By Bob Werner, Northampton County councilman
Officials in many areas of the country had documented warning signs regarding ES&S voting machines. That did not prevent Northampton County from ordering them to comply with Tom Wolf’s mandate that counties replace their old machines.
The Administration and their team presented the proposed voting machines as 100% reliable, despite danger signs that surfaced about their use. The vote to purchase ES&S Vote XL machines followed the decision by the Election Commission that was tasked with finding the best vehicle to protect our votes and bring their decision to Council. The fact that the Commission voted 3-2 (as close to a split decision as you can get with a 5-person panel), demonstrated that several of them had their doubts.
The road to the final decision was rocky, however. Several sessions were held for members of the public to voice their opinions and present opposition. In addition, Council and a representative from ES&S observed the machines in use in New Jersey for a school board race. The results, according to ES&S, administrative research, and the County Executive was “ overwhelming success,” although it should be noted that the numbers of New Jersey voters paled when compared to the numbers we anticipated voting in Northampton County.
In the end, however, following a statement from the County Executive that he actually didn’t need County Council ‘s approval to purchase the ES&S machines, Council opted to take the responsibility on themselves and voted 8-1 in favor of ES&S. The question of why the Administration pushed so hard to quickly move the voting machine contract through, in itself, remains an unknown.
Malfunctions such as the ones we experienced have occurred with screen sensitivity, flipping, calibration problems, and voter touch errors.
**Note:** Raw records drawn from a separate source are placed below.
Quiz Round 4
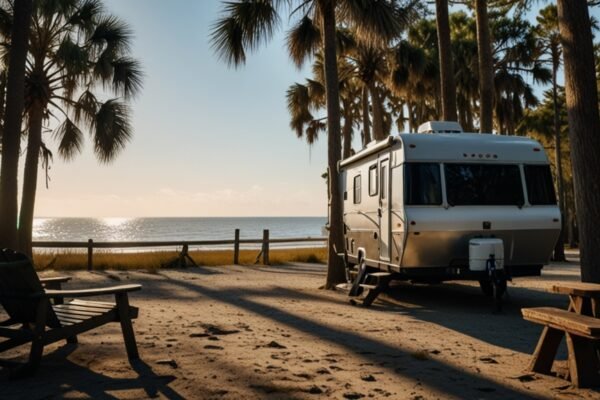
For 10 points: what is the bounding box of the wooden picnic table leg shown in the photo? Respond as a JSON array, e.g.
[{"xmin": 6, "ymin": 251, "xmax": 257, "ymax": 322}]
[
  {"xmin": 569, "ymin": 295, "xmax": 582, "ymax": 313},
  {"xmin": 529, "ymin": 326, "xmax": 564, "ymax": 374},
  {"xmin": 565, "ymin": 333, "xmax": 600, "ymax": 388},
  {"xmin": 592, "ymin": 298, "xmax": 599, "ymax": 319}
]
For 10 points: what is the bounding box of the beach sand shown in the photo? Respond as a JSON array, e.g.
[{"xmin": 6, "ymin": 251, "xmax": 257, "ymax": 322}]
[{"xmin": 1, "ymin": 250, "xmax": 598, "ymax": 399}]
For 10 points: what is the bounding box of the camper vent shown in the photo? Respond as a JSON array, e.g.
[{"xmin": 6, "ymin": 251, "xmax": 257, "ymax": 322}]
[{"xmin": 417, "ymin": 121, "xmax": 463, "ymax": 134}]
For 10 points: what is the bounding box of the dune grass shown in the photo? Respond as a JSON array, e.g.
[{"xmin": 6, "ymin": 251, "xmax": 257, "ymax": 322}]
[{"xmin": 33, "ymin": 247, "xmax": 328, "ymax": 272}]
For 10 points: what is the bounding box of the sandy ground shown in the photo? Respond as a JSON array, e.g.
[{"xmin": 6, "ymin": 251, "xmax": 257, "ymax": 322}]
[{"xmin": 1, "ymin": 250, "xmax": 599, "ymax": 399}]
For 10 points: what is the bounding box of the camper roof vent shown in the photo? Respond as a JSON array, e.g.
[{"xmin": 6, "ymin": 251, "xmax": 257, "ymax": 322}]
[{"xmin": 417, "ymin": 121, "xmax": 463, "ymax": 134}]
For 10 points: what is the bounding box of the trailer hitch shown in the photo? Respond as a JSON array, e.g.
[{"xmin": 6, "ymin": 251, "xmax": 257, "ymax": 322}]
[{"xmin": 486, "ymin": 254, "xmax": 507, "ymax": 313}]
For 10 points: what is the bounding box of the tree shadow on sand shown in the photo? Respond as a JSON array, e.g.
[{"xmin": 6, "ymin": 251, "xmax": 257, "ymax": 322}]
[
  {"xmin": 0, "ymin": 345, "xmax": 185, "ymax": 400},
  {"xmin": 158, "ymin": 275, "xmax": 558, "ymax": 399}
]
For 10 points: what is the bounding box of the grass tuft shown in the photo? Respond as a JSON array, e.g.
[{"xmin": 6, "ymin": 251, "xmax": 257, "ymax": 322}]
[{"xmin": 33, "ymin": 247, "xmax": 327, "ymax": 271}]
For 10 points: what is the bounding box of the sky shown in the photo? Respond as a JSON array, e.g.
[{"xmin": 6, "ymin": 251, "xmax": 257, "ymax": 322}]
[
  {"xmin": 35, "ymin": 0, "xmax": 327, "ymax": 218},
  {"xmin": 31, "ymin": 1, "xmax": 598, "ymax": 218}
]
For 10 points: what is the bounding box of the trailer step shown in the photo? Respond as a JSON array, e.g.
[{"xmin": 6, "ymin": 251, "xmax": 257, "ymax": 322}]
[
  {"xmin": 369, "ymin": 272, "xmax": 392, "ymax": 277},
  {"xmin": 350, "ymin": 273, "xmax": 393, "ymax": 308},
  {"xmin": 336, "ymin": 283, "xmax": 352, "ymax": 292},
  {"xmin": 359, "ymin": 284, "xmax": 377, "ymax": 290}
]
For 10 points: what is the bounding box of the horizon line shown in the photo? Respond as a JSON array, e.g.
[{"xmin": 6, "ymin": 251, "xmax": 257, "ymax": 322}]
[{"xmin": 34, "ymin": 215, "xmax": 328, "ymax": 219}]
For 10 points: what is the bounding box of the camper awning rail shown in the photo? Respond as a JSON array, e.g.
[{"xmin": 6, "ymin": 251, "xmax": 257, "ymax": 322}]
[{"xmin": 340, "ymin": 136, "xmax": 398, "ymax": 168}]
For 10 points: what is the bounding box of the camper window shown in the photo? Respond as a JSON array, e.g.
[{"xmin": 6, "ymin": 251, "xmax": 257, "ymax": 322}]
[
  {"xmin": 524, "ymin": 165, "xmax": 557, "ymax": 205},
  {"xmin": 405, "ymin": 163, "xmax": 442, "ymax": 205},
  {"xmin": 445, "ymin": 164, "xmax": 524, "ymax": 206},
  {"xmin": 353, "ymin": 175, "xmax": 362, "ymax": 204},
  {"xmin": 369, "ymin": 165, "xmax": 378, "ymax": 196}
]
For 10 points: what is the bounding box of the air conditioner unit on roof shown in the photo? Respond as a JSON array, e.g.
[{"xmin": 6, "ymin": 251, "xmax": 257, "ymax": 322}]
[{"xmin": 417, "ymin": 121, "xmax": 463, "ymax": 134}]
The glitches persist while numerous lawsuits and cancelled voting machine contracts continue to plague ES&S. In fact, in reviewing factual, documented records from other counties and states, the voting machine and screen problems that date back to 2008 should have been seriously considered when opting for these machines for Northampton County.
After the Election Day debacle, the County Exec and an ES&S VP stood before the public and council, trying to explain the inexplicable. The VP stated that he had never seen problems in his 14 years with the company, until three examples were pointed out, and one recollection came back as he offered that, yes, he remembered one of those episodes.
This history of incidents leads me to conclude that there will likely be no answers to fixing the coding, re-calibration, or re-programming of these voting machines that malfunctioned under acceptable voter conditions. As I was the lone vote against them, I consider it a priority to get our taxpayer $2.8 million back.
Speaking only for myself and not my fellow Council members, I strongly feel that we must move to ensure accuracy and reliability and have our election commission re-convene to find voting machines with paper ballots, not simply paper printouts, that will perform as expected under presidential election conditions with far better results than what Northampton County, and all of us as taxpayers , experienced in November.